En Haïti, la lutte contre les gangs s’engage dans une nouvelle phase internationale, marquée par une mobilisation financière déjà supérieure aux projections initiales. Mais derrière l’élan diplomatique, la réalité du terrain rappelle l’ampleur d’un désordre sécuritaire profondément enraciné.
Autorisé fin septembre par le Conseil de sécurité des Nations unies, le dispositif doit progressivement déployer jusqu’à 5 500 militaires et policiers afin de soutenir les forces haïtiennes dans la reconquête de territoires contrôlés par les groupes armés.
Une mobilisation financière qui dépasse les attentes
Selon le Bureau intégré des Nations unies en Haïti (BINUH), plus de 200 millions de dollars ont déjà été promis par 13 États membres du Conseil de sécurité, dont environ 59 millions effectivement débloqués. Parmi les contributeurs majeurs figure le Qatar, avec une participation annoncée de 30 millions de dollars.
Cette dynamique financière est présentée par les Nations unies comme un signal politique fort, traduisant une volonté de réengagement international face à l’effondrement sécuritaire haïtien.
Une mission appelée à remplacer un dispositif en échec
La nouvelle force doit succéder à une mission précédente déployée avec le soutien de l’Organisation des Nations unies et conduite par des contingents kenyans, dont l’efficacité est restée limitée faute de moyens suffisants et d’effectifs adaptés.
Cette fois, les Nations unies misent sur une structure renforcée, combinant forces policières et militaires, avec déjà la présence de contingents tchadiens à Port-au-Prince.
Pour les responsables onusiens, il s’agit moins d’une simple opération de maintien de l’ordre que d’une tentative de stabilisation d’un État en recomposition.
Une violence toujours hors de contrôle
Sur le terrain, les indicateurs restent alarmants.

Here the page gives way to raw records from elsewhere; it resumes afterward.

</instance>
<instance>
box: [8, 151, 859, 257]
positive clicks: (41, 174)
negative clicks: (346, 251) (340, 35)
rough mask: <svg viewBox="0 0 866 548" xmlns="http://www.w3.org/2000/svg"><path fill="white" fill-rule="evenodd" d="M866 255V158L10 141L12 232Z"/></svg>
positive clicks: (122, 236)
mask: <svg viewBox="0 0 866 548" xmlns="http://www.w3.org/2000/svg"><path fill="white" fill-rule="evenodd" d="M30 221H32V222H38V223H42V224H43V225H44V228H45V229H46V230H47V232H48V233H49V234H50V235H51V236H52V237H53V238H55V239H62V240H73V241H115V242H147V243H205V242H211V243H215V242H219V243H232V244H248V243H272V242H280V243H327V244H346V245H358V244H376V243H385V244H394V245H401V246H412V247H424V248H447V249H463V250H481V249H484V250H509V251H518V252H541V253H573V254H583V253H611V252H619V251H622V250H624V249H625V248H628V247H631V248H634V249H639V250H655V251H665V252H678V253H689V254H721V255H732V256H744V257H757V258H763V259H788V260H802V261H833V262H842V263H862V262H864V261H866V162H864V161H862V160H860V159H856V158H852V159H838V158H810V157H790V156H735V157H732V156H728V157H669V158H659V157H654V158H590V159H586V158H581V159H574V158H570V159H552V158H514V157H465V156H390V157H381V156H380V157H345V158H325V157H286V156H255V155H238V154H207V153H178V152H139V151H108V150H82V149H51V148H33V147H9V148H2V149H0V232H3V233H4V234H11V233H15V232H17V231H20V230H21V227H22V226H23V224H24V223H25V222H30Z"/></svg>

Entre décembre et février, plus de 2 400 personnes ont été tuées selon les estimations de l’ONU, tandis que plus de 1,45 million d’habitants ont été déplacés par les violences.
Le pays figure désormais parmi les plus touchés au monde par la criminalité armée, avec un taux d’homicides estimé à 76 pour 100 000 habitants. Une situation qui illustre l’ampleur de la fragmentation territoriale opérée par les groupes armés.
Un tournant encore hypothétique
Pour les autorités haïtiennes, cette nouvelle force internationale représente un possible point d’inflexion. L’espoir affiché est clair : restaurer un minimum de sécurité afin de permettre la tenue d’élections et la reprise du fonctionnement institutionnel.
Mais cet objectif reste conditionné à une réalité plus brutale : la capacité effective à reprendre le contrôle des zones dominées par les gangs, dans un environnement où l’État reste structurellement affaibli.
Entre soutien international accru et instabilité persistante, Haïti reste suspendu à une équation encore loin d’être résolue : transformer une mobilisation financière en puissance opérationnelle durable.